М’Бери держит свой волшебный жезл под мышкой. Он танцует, извиваясь всем телом. Пот градом катится по его лицу, тонкими струйками стекает по рукам и ногам, животу и спине. Пот заливает лица зрителей, музыкантов и тамтамиста.
Он сидит на своем колдовском инструменте и извлекает из него нервную, тревожную дробь: там-там, там-там, там-там, там-там. Его пятка медленно скользит по коже тамтама от центра к краю, создавая очень своеобразное звучание.
Наконец верховного жреца осеняет свыше и он узнает имя, которое будет носить новорожденный. Но М’Бери хочет еще немного растянуть драматизм мгновения. Он вручает небольшой подарок будущей матери и провожает ее в хижину, где она проживет шесть недель, оставшиеся до родов. Новорожденный тоже проведет в этой хижине первые шесть недель своей жизни. По истечении шестинедельного срока будет устроен новый праздник, на котором он впервые увидит небо.
Теперь в рокоте тамтамов звучит радость. М’Бери поднимает китеки к небу и благодарит богов за помощь. Лучи заходящего солнца озаряют его лицо. И вдруг он перестает танцевать, словно превращаясь в изваяние, высеченное из камня. Тамтамы замолкают, возникает мертвая тишина.
Еще несколько секунд М’Бери стоит совершенно неподвижно. Внезапно он высоко подпрыгивает, разбрасывает руки в разные стороны, откидывает назад голову и громко кричит:
— Туах!
Это имя произнесли боги устами М’Бери. И невыносимо напряженное ожидание целого дня находит блаженную разрядку в буйном веселье народного праздника.
— Туах! — кричат восхищенные зрители и начинают танцевать под огненную дробь тамтамов.

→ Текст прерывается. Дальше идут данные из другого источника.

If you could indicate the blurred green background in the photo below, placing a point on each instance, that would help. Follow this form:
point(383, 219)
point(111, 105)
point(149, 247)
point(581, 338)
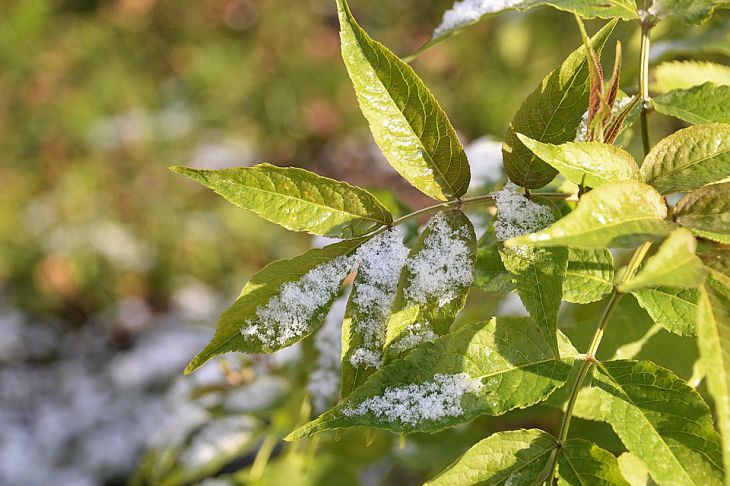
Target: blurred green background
point(113, 270)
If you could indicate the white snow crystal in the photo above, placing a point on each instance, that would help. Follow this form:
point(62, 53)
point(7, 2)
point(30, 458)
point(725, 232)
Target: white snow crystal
point(286, 316)
point(517, 215)
point(380, 262)
point(411, 404)
point(466, 12)
point(442, 266)
point(324, 381)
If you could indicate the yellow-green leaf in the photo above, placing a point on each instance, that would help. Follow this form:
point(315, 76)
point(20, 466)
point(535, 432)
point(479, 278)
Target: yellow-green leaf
point(615, 214)
point(675, 264)
point(409, 126)
point(297, 199)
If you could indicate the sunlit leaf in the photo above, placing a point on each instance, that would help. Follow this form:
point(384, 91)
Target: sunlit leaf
point(550, 114)
point(589, 276)
point(713, 340)
point(283, 303)
point(481, 368)
point(661, 420)
point(581, 462)
point(706, 212)
point(296, 199)
point(675, 264)
point(408, 124)
point(433, 283)
point(689, 158)
point(616, 214)
point(589, 163)
point(515, 457)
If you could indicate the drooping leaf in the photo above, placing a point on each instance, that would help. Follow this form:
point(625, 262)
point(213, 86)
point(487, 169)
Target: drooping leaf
point(464, 14)
point(713, 341)
point(672, 308)
point(706, 103)
point(589, 276)
point(592, 163)
point(481, 368)
point(283, 303)
point(550, 114)
point(433, 283)
point(688, 11)
point(489, 272)
point(661, 420)
point(296, 199)
point(581, 462)
point(689, 158)
point(373, 291)
point(675, 75)
point(538, 274)
point(619, 214)
point(409, 126)
point(515, 457)
point(706, 212)
point(675, 264)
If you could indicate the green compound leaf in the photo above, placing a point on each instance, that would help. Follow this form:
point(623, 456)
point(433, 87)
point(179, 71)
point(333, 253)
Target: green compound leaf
point(589, 276)
point(688, 11)
point(296, 199)
point(581, 462)
point(466, 14)
point(589, 163)
point(661, 420)
point(409, 126)
point(433, 283)
point(538, 274)
point(706, 103)
point(675, 264)
point(489, 272)
point(713, 341)
point(550, 114)
point(515, 457)
point(672, 308)
point(481, 368)
point(677, 75)
point(369, 306)
point(617, 214)
point(706, 212)
point(283, 303)
point(689, 158)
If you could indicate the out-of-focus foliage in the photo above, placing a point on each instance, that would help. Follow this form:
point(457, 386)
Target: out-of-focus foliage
point(108, 262)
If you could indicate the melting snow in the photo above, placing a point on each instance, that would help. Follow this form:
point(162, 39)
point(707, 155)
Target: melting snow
point(411, 404)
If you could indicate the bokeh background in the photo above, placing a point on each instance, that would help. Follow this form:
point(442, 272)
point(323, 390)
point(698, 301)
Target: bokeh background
point(113, 270)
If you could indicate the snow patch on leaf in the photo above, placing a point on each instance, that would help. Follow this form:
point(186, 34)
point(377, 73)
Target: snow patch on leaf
point(442, 267)
point(411, 404)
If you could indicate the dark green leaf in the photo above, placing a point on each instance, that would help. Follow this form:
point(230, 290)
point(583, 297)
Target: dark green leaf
point(515, 457)
point(706, 103)
point(283, 303)
point(433, 284)
point(672, 308)
point(408, 124)
point(661, 420)
point(551, 114)
point(481, 368)
point(297, 199)
point(689, 159)
point(706, 212)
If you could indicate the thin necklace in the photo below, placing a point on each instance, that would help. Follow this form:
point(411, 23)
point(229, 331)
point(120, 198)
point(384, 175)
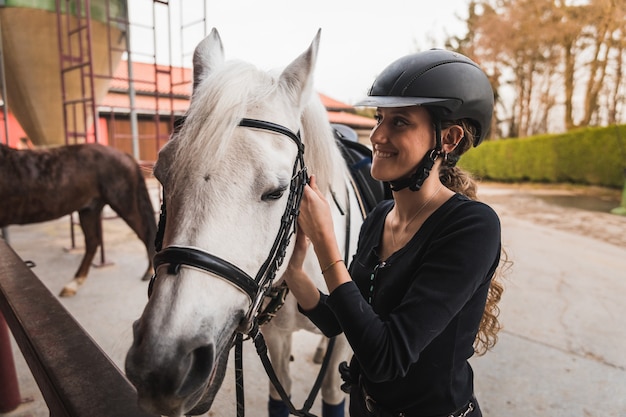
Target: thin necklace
point(393, 235)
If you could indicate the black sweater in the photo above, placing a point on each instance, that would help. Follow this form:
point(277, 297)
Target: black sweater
point(412, 343)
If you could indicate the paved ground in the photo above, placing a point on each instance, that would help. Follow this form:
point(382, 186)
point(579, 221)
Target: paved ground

Итак, М’Бери в конце концов решил поставленную перед ним задачу. Ребенка назовут Туах. Правда, у этого имени есть одна маленькая особенность: оно и мужское, и женское одновременно. Но поскольку М’Бери так блистательно справился с проблемой, которую до сих пор не могут решить лучшие умы Европы и Америки, то было бы жестоко лишить его возможности хоть немного подстраховаться.
Солнце уже над самым горизонтом. На вершину пальмы медленно поднимается человек. Его черный, словно обуглившийся силуэт отчетливо выделяется на фоне пламенеющего неба. Человек этот сделает на стволе небольшой надрез, привяжет калебас и соберет в него пальмовый сок. Когда сок перебродит, получится пальмовое вино, или малумамба. Малу-мамба ускоряет темп танца, делает его еще более ураганным и неистовым.
Погремушки гремят все громче, тамтамы бьют все быстрее и быстрее, каждый из них рокочет сейчас, как целый оркестр. Тамтамисты совершают нечто совершенно невозможное и непостижимое.
Деревня, земля, небеса — все исчезло, поглощенное звуками. И осталось только одно: ритм, ритм…
Сюда приволокли все, по чему можно барабанить. В тамтам Н’Гомы бьют не менее двадцати рук. От могучего гула вибрирует воздух. Грохот тамтамов уже воспринимается не просто как звук, а как нечто осязаемое, материальное, и это нечто с неодолимой силой заставляет десятки людей кружиться в вихре танца.
Их ноги дробно стучат о землю. Их руки и тела извиваются, словно змеи, беззащитно послушные ритму тамтамов.
Но вот тамтамы загремели вдвое быстрее, и вдвое быстрее, словно выполняя чей-то приказ, закружились тела танцующих. У меня возникает такое ощущение, будто я в кино и передо мной прокручивают фильм с удвоенной скоростью. Но несмотря на бешеный темп, каждое движение здесь сбалансировано, если вообще можно говорить о балансе, когда утрачена сила тяжести. Это необъятное сюрреалистическое полотно, словно по мановению жреческого жезла ставшее действительностью.
Как огромный смерч, кружится пыль вокруг танцующих, движущихся словно одно гигантское тело. Это тело висит в воздухе, будто корабль на воздушной подушке.
Сейчас танцующие утратили все чувства, кроме одного —< чувства ритма.
Черные тела багровеют в пламенном сиянии заката!
Как торнадо, гремят тамтамы, подхлестывая эту великую оргию ритма!
Все неистовей, все фантастичнее и восторженнее этот головокружительный водоворот танца.
Африка танцует.
Танцуй же, Африка, танцуй! Танцуй, пока не поздно.
Ведь уже завтра у тебя могут отнять твои танцы.